1) The current meanings of “chaste” in the OED:
pure from sexual intercourse;
free from indecency;
subdued (referring to artistic style).
2) The current meanings of “celibate”:
unmarried, single, bound not to marry;
one who leads a single life; a confirmed bachelor or spinster; one bound not to marry.
I would add that celibate also means abstaining from sex, which is how it’s more commonly used today.
3) The current meanings of “virgin” pertinent to this topic:
An unmarried or chaste maiden or woman, distinguished for piety or steadfastness in religion, and regarded as having a special place among the members of the Christian church on account of these merits. Chiefly used with reference to early Christian times;
A woman (esp. a young woman) who is, or remains, in a state of inviolate chastity;
A young woman, a maid or maiden, of an age and character affording presumption of chastity;
A person of either sex remaining in a state of chastity;
A youth or man who has remained in a state of chastity.
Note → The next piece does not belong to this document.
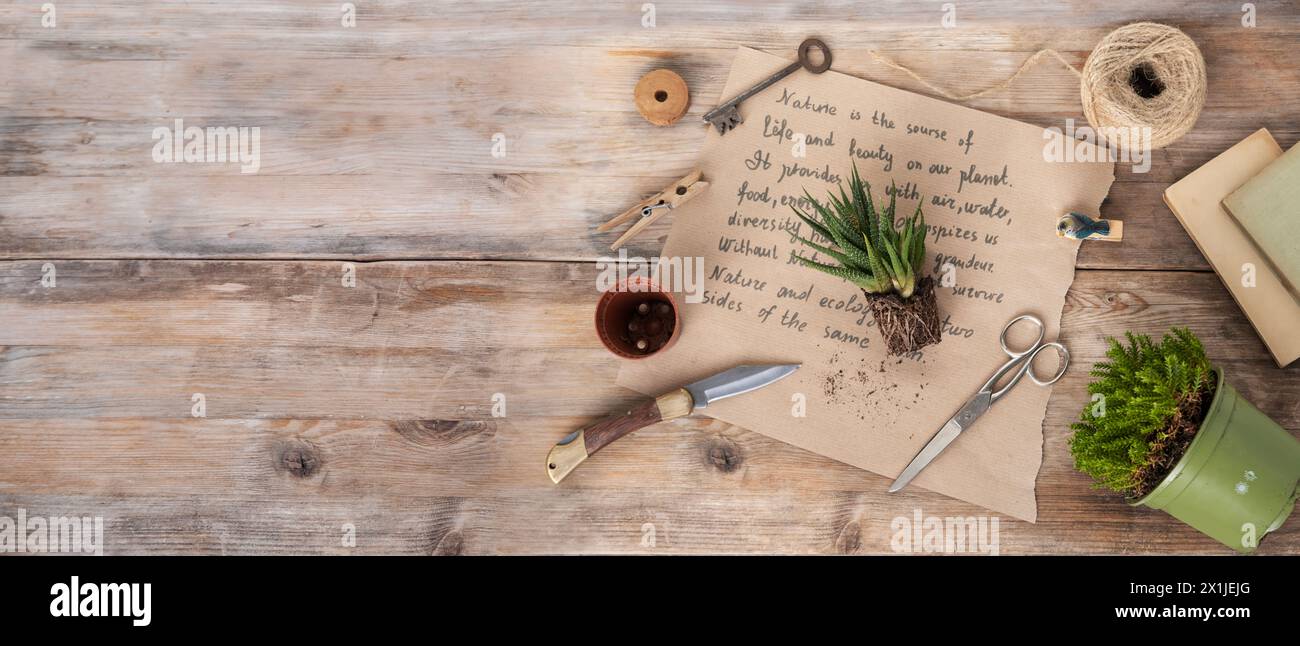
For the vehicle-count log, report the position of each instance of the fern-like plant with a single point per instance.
(1143, 387)
(870, 250)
There are several other meanings, for instance that describing a female insect producing fertile eggs by parthenogenesis, which are outside the scope of this discussion.
4) OED’s definition of “Holy Ghost”:
The Divine Spirit; the Third Person of the Godhead, the Holy Spirit.
I think that, etymologically speaking, that answers venemousbede’s
I was more interested in what the Holy Ghost is and how it can be defined and what people’s perceptions of what it is are. This is word stuff and has been covered here before but not definitively. These digressions all add to our store of knowledge. The differences between chaste, celibate and virgin for example.
Apart, of course, from “what people’s perceptions of it are”, which is nothing whatsoever to do with words and their origins.
Nor does “parthenogenesis” have much to do with the topic, but for the sake of completeness, here’s its definition:
Reproduction from a gamete without fertilization, occurring most commonly in invertebrates and lower plants. Formerly also: asexual reproduction, as by fission or budding.
The origin of “partheno-” is:
ancient Greek -, combining form (in e.g. a person who ogles maidens, seducer) of virgin, of unknown origin. An interesting twist to the tale.